Japan Geoscience Union Meeting 2018

Presentation information

[EE] Oral

S (Solid Earth Sciences) » S-CG Complex & General

[S-CG54] Hard-Rock Drilling: Oman to Oceanic Lithosphere to Island Arc Formation and Beyond

Mon. May 21, 2018 9:00 AM - 10:30 AM A09 (Tokyo Bay Makuhari Hall)

convener:Eiichi TAKAZAWA(Department of Geology, Faculty of Science, Niigata University), Katsuyoshi Michibayashi(Department of Earth and Planetary Sciences, Nagoya University), Peter B Kelemen (共同), Damon A H Teagle (Ocean & Earth Science, National Oceanography Centre Southampton, University of Southampton, SO14-3ZH, Southampton, UK), Chairperson:Teagle Damon(Ocean & Earth Science, National Oceanography Centre Southampton, University of Southampton), Takazawa Eiichi(Niigata University)

9:45 AM - 10:00 AM

[SCG54-04] Feasibility of IODP drilling at the Godzilla Megamullion

*Yasuhiko Ohara1,2, Katsuyoshi Michibayashi3, Henry JB Dick4, Jonathan E Snow5, Yumiko Harigane6, Shigeaki Ono2 (1.Hydrographic and Oceanographic Department of Japan, 2.Japan Agency for Marine-Earth Science and Technology, 3.Shizuoka University, 4.Woods Hole Oceanographic Institution, 5.University of Houston, 6.Geological Survey of Japan)

Keywords:Godzilla Megamullion, IODP, bakarc basin, lithosphere, oceanic core complex

Ocean drilling has long sought to understand the architecture of the ocean crust and processes of its origin in the upper mantle. This is being approached in large part through drilling in tectonic windows and in the development of eventual total crustal penetration.

A significant fraction of the ocean floor is created in back-arc basins where water plays a major role in generating back-arc basin basalts, strikingly contrasting to magmatic process at mid-ocean ridges. The opportunity to explore the recent formation of back-arc basin lower crust and upper mantle is, therefore, an important contribution to understanding the ocean basins. At the same time, a better understanding of the architecture of backarc basin lower crust and upper mantle will greatly aid in the interpretation of the results of ophiolite study, since much of our understanding of the architecture of oceanic lower crust and upper mantle comes from ophiolites, most of which are thought to have at least some suprasubduction zone component.
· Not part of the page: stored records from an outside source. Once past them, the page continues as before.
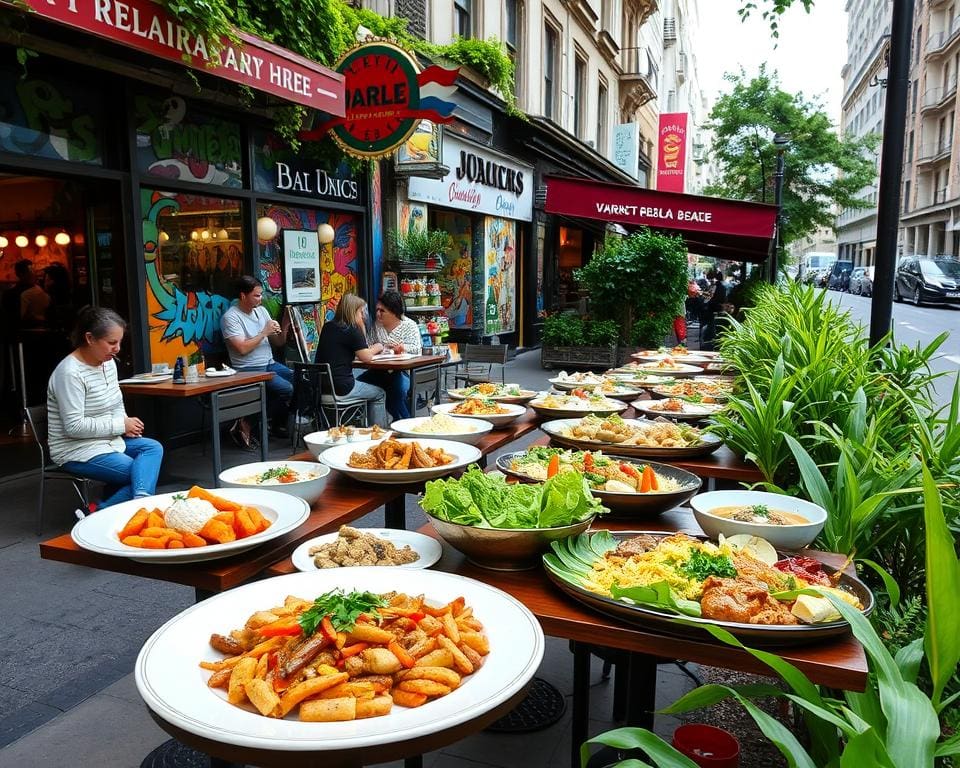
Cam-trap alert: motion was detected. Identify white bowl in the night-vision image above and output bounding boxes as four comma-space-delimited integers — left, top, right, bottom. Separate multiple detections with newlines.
220, 461, 330, 504
320, 437, 482, 485
430, 401, 527, 427
390, 416, 493, 445
690, 491, 827, 550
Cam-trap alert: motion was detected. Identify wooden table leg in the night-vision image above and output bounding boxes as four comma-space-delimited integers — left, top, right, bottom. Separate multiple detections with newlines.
570, 641, 590, 768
The Godzilla Megamullion is the largest oceanic core complex on Earth, located in an extinct spreading center of the Parece Vela Basin in the Philippine Sea, where substantial exposed lower crust and mantle is exposed in an area of 125 km × 55 km. The Godzilla Megamullion is unique in its huge size as well as its development in a backarc basin, a rare tectonic window to study backarc basin lithosphere. It is thus arguably the best place in the world to study the architecture of back-arc basin lithosphere and the actual crust/mantle boundary.

The Godzilla Megamullion is prepared for a full drilling proposal, with complete bathymetric data, multiple bottom samplings, and multi-channel seismic profilings as well as P-wave velocity structures. We will propose substantial riserless drilling at the Godzilla Megamullion that will provide an excellent opportunity to understand backarc basin lower crust and upper mantle. In this contribution, we will make use of this opportunity to share the general scheme of the proposal with the community.